Today felt like a special day: I arrived in Buenos Aires exactly two months ago, on August 19, and I leave in exactly two more, on December 19. This made me yet again introspective. It's also Argentina's mother's day, and the country "sprang ahead" last night while I was at a karaoke birthday party (soon I will be six hours in front of Seattle instead of four). As a means of reflecting on the various meanings of today, I went to Plaza de Congreso to enjoy the extended daylight and write a particularly personal (if not rare - the last date in the book was from August) journal entry about the benefits of sharing one's life and whether or not I was biding or enjoying my time in South America.
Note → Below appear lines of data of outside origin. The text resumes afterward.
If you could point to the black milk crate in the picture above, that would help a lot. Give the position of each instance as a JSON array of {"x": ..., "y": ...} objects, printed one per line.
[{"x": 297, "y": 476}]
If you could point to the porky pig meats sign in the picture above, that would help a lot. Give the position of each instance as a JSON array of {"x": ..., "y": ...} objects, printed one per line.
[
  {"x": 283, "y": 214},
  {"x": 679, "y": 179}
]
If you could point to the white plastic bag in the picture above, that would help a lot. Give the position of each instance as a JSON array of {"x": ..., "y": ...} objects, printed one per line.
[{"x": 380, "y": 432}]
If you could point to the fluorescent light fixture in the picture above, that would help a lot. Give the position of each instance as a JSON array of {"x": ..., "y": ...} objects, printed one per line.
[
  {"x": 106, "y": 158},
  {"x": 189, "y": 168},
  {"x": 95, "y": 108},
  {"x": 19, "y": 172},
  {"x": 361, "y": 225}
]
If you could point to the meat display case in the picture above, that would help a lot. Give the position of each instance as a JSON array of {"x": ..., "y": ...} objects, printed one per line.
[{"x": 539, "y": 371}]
As I walked home, I saw an older woman, short and round with a flowing dress and straight, cropped white hair, leaning on a building for support as she advanced unsteadily. My first instinct was to offer assistance, and as I smiled she called to me: "Young lady, will you help me to the cinema?" It being a mere 20 steps away I of course offered my arm and took slow, sure steps next to her until we made it through the glass doors. The single elevator would not come to the ground floor until the last movie ended, so we stood chatting downstairs while she and three others, also waiting, knowingly cursed the Argentinian beaurocracy for not providing more than one elevator - apparently it is a government-sponsored theater. In a few short moments I learned that she was a psychologist, age 90, with a sharp mind and shaky legs. "Take care of your knees," she wisely advised me. Apart from that, she could have been twenty years younger - keen eyes, smooth skin, no stammer or slowness in her speech, seemingly perfect hearing. "Often, the body and mind deteriorate at the same time," she told me, making an exaggerated bend and imitating the use of a cane, unknowingly mimicking my own departed grandmother who suffered from osteoperosis, "but it's only my body that's old."
She offered me her phone number "so we could chat again" and instead of taking it thinking I would never call, I took it thinking, what day might we have lunch? The elevator finally came and I took the stairs to meet her on the next level. She seemed intent on getting to a particular row, so I patiently walked next to her, holding her bags as she guided herself using the handrail. During this interval she told me I must have a handsome boyfriend - it was a statement, not a question - because it was obvious to her I had certain qualities you don't find every day. It was both painful and welcome to hear such words from this magical woman. Once arrived she slowly settled in to her seat, and as I promised to call her in a few days, she smiled and said, "What fun to have a young North American friend!" I kissed her on the cheek and wished her a happy mother's day. Oddly, she wished me the same.
On the way home, charmed by what had just happened, I stopped to pick out some flowers. Everyone I passed was carrying a bouquet as well, though I suspect I was the only one who bought them for myself. As I stood in my kitchen arranging snap dragons and ferns into a glass pitcher as twilight settled in outside my windows, I couldn't help but think that the experience had been rather etheral, coming on a day - and indeed, at the exact moment - when I needed a certain reassurance that all life is not random and that loneliness can be combatted in many ways. It didn't escape me that of all the names in the world, hers was Angelica.
Finally, Enchantments in Fall
7 years ago
3 comments:
That's one of the most adorable stories I've heard in a long time. Save that number!
Loved the story. Good for you for wanting to help Angelica and for being so patient. I hope I have all my marbles when I'm 90--just a couple more years:)
very sweet. did you have lunch with her?